La mia scuola sono quindi il mondo reale con tutte le sue sfaccettature ma anche la fantasia, nonostante gli ultimi mezzi di comunicazione limitino – per la loro rapidità – il desiderio di sognare e di immaginare la realtà.
Sono i colori ad influenzarmi. Cerco di affidar loro le mie impressioni. Spesso mi accorgo di iniziare una raffigurazione di vita con alcune tonalità, ma a quadro concluso, queste sono cambiate. Alle suggestioni di base si sono mescolate le sfumature di ulteriori impressioni, o addirittura eccitazioni, dettate dalla forza della natura.
I miei sono quadri sinceri nei quali cerco di esprimere il mondo che mi-ci circonda, con i suoi drammi, le felicità, ogni emozione bella o brutta, la gente felice od angosciata, appassionata o disillusa.

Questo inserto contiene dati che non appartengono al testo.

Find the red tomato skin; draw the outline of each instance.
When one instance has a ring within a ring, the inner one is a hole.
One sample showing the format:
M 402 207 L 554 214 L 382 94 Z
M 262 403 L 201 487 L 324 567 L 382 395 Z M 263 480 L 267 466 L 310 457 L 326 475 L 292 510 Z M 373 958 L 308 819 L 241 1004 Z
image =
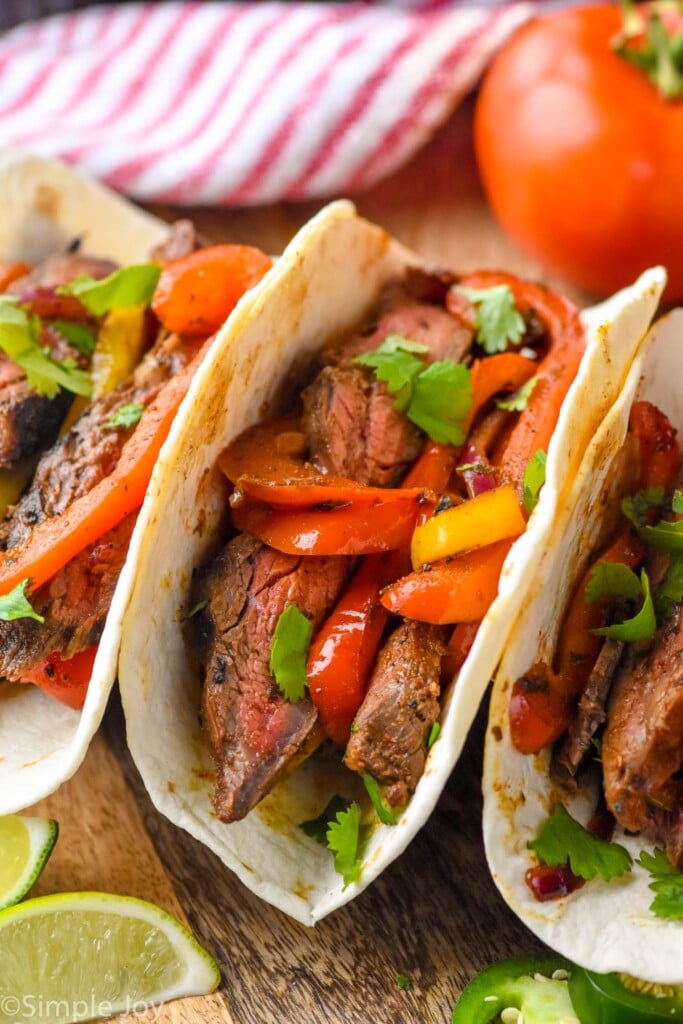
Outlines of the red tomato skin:
M 683 299 L 683 99 L 667 100 L 611 49 L 616 5 L 536 18 L 504 47 L 477 99 L 490 206 L 544 267 L 604 295 L 648 266 Z

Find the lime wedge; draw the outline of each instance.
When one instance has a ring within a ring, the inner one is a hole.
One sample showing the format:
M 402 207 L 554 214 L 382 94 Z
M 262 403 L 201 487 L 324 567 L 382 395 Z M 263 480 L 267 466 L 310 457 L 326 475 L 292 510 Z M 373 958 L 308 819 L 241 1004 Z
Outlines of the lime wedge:
M 113 1017 L 220 981 L 175 918 L 109 893 L 58 893 L 0 911 L 0 1024 Z
M 58 830 L 50 818 L 0 818 L 0 910 L 24 899 L 52 853 Z

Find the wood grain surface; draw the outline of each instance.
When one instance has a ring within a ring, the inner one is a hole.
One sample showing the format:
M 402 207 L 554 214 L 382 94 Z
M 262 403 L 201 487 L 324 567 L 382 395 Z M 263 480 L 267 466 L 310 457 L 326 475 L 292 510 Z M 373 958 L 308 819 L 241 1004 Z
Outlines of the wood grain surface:
M 413 162 L 364 195 L 366 216 L 434 264 L 541 276 L 483 200 L 465 105 Z M 321 204 L 191 211 L 215 241 L 278 252 Z M 178 211 L 155 212 L 171 219 Z M 553 282 L 551 282 L 553 283 Z M 153 808 L 130 760 L 118 696 L 82 769 L 38 810 L 60 838 L 37 890 L 152 899 L 184 919 L 222 972 L 219 990 L 135 1020 L 230 1024 L 445 1024 L 481 967 L 537 947 L 488 877 L 480 836 L 483 715 L 426 827 L 353 903 L 307 929 L 257 900 Z M 398 987 L 403 975 L 411 987 Z M 123 1019 L 122 1019 L 123 1020 Z M 133 1020 L 133 1018 L 126 1018 Z

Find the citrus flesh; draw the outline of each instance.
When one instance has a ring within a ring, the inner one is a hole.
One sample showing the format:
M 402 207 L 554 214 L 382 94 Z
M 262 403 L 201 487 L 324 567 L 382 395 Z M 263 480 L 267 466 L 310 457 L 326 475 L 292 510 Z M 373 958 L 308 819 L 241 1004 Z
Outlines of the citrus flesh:
M 18 814 L 0 817 L 0 910 L 24 899 L 58 834 L 56 821 Z
M 70 1024 L 213 991 L 189 932 L 143 900 L 59 893 L 0 912 L 0 1024 Z

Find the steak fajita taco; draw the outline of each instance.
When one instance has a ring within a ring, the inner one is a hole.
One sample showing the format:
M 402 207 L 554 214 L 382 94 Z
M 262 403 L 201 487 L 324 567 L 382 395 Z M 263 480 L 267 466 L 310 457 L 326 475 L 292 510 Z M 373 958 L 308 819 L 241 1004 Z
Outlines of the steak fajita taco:
M 128 739 L 158 808 L 298 920 L 433 808 L 661 279 L 582 315 L 426 270 L 340 202 L 202 367 L 143 513 Z
M 655 994 L 683 984 L 681 338 L 680 310 L 647 336 L 559 510 L 494 686 L 483 781 L 510 906 Z
M 256 281 L 270 260 L 198 249 L 188 222 L 169 228 L 20 152 L 0 153 L 0 185 L 4 814 L 68 778 L 101 719 L 152 467 L 237 297 L 216 306 L 202 284 L 223 260 L 239 294 L 246 262 Z

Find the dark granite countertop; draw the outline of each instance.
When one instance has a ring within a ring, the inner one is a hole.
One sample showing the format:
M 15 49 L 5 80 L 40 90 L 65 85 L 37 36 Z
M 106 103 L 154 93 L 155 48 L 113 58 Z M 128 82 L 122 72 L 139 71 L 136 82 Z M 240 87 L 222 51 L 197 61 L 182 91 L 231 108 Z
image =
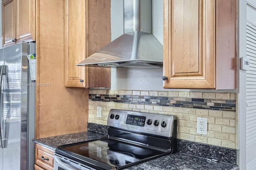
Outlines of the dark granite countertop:
M 180 152 L 150 160 L 125 170 L 234 170 L 238 167 L 225 163 L 209 162 L 204 158 Z
M 83 132 L 34 139 L 34 142 L 52 150 L 59 146 L 107 137 L 106 135 L 90 132 Z
M 106 135 L 84 132 L 35 139 L 35 143 L 54 150 L 58 146 L 106 137 Z M 126 170 L 233 170 L 238 169 L 234 164 L 209 162 L 203 158 L 178 152 L 163 156 L 126 168 Z

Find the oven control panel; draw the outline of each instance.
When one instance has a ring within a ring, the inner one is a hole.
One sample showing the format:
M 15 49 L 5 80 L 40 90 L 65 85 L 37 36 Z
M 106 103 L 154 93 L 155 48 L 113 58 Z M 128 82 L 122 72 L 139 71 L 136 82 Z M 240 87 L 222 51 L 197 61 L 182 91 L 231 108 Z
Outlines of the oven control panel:
M 145 116 L 127 115 L 126 121 L 125 123 L 143 127 L 145 125 Z
M 107 125 L 116 128 L 167 137 L 172 137 L 175 116 L 112 109 Z

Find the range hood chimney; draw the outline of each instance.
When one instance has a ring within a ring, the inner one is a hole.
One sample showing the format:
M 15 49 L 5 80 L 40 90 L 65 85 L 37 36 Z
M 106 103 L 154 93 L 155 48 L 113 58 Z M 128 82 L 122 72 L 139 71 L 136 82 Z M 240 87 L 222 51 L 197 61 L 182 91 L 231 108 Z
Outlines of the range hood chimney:
M 124 0 L 124 34 L 76 65 L 158 67 L 163 46 L 152 34 L 152 0 Z

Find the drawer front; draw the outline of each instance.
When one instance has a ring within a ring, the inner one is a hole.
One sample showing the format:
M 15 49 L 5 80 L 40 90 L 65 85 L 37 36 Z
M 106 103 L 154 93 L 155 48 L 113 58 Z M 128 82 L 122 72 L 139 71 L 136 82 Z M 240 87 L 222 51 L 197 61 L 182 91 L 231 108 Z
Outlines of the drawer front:
M 42 168 L 36 164 L 34 165 L 34 167 L 35 168 L 35 170 L 45 170 L 44 169 Z
M 36 164 L 46 170 L 53 170 L 53 150 L 37 144 L 35 149 Z

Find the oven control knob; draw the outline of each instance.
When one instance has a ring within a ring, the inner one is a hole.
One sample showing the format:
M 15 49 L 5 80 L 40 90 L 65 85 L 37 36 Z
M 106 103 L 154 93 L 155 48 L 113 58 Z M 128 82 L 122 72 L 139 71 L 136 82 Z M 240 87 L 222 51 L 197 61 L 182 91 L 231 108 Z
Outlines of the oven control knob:
M 158 125 L 159 125 L 159 123 L 158 123 L 158 121 L 155 121 L 154 122 L 154 125 L 155 125 L 155 126 L 158 126 Z
M 164 121 L 162 122 L 161 124 L 161 126 L 162 127 L 166 127 L 166 123 Z
M 112 114 L 111 115 L 110 115 L 110 119 L 113 119 L 114 117 L 115 117 L 115 115 L 114 114 Z
M 148 119 L 148 121 L 147 121 L 147 124 L 148 125 L 150 125 L 152 124 L 152 121 L 151 121 L 150 119 Z
M 115 116 L 115 119 L 116 120 L 118 120 L 118 119 L 119 119 L 119 115 L 116 115 Z

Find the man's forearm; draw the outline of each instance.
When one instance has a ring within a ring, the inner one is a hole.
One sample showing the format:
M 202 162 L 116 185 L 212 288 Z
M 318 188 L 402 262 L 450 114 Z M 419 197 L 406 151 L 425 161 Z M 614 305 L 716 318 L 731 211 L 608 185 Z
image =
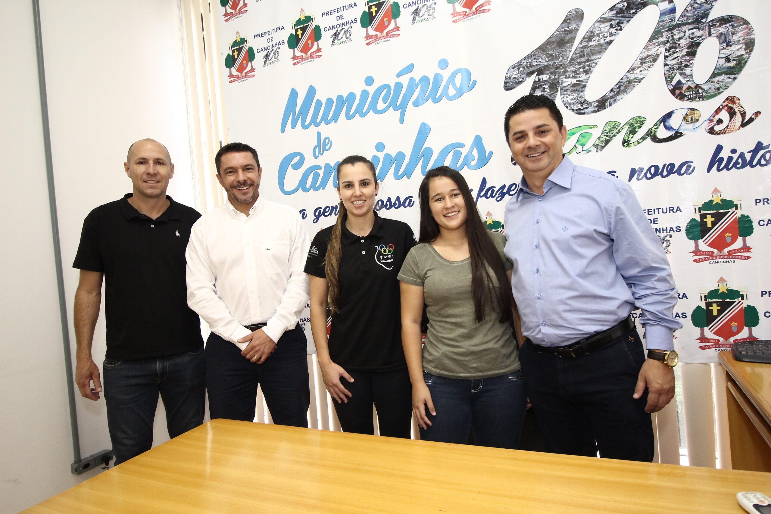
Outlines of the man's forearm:
M 76 358 L 78 361 L 92 358 L 91 346 L 101 304 L 101 291 L 98 293 L 88 293 L 79 290 L 75 294 L 73 317 L 75 341 L 77 344 Z

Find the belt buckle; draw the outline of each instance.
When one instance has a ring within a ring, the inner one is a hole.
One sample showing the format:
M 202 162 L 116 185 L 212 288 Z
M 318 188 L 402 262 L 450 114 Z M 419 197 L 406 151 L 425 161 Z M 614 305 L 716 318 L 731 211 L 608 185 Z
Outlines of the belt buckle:
M 569 344 L 557 350 L 555 352 L 557 356 L 560 358 L 565 358 L 568 356 L 572 357 L 573 358 L 577 358 L 579 355 L 583 354 L 582 345 L 579 344 L 577 346 L 574 346 L 574 344 Z M 576 351 L 578 351 L 581 353 L 576 353 Z

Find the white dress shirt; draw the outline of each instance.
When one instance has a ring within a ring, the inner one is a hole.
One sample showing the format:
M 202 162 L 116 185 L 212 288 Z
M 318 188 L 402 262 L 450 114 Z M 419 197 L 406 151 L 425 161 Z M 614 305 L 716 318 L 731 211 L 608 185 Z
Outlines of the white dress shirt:
M 243 350 L 244 325 L 267 323 L 274 341 L 294 328 L 308 300 L 310 247 L 295 209 L 258 197 L 244 216 L 228 200 L 202 216 L 187 244 L 187 304 L 211 331 Z

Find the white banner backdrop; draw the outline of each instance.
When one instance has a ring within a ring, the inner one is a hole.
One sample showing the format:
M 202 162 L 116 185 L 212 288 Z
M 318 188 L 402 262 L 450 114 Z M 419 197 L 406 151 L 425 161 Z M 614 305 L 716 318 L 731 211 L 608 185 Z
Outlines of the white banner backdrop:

Secondo alcuni ho fatto parte della scuola romana del dopoguerra, ma forse la mia appartenenza a questa corrente è stata dettata dalla frequentazione con gli esponenti di questa rinascita artistica post-bellica. Spetta a chi guarda le mie opere collocarmi in un periodo o – se ritiene necessario – in un particolare frangente artistico.
I percorsi della mia strada sono gli oltre trenta “momenti pittorici”: dalle figure ai musicisti, dai paesaggi ai labirinti della memoria, dalle “semplici” conchiglie ai muri che raccontano, alla Shoah o alle città viste dal volo degli aerei; e tanti altri …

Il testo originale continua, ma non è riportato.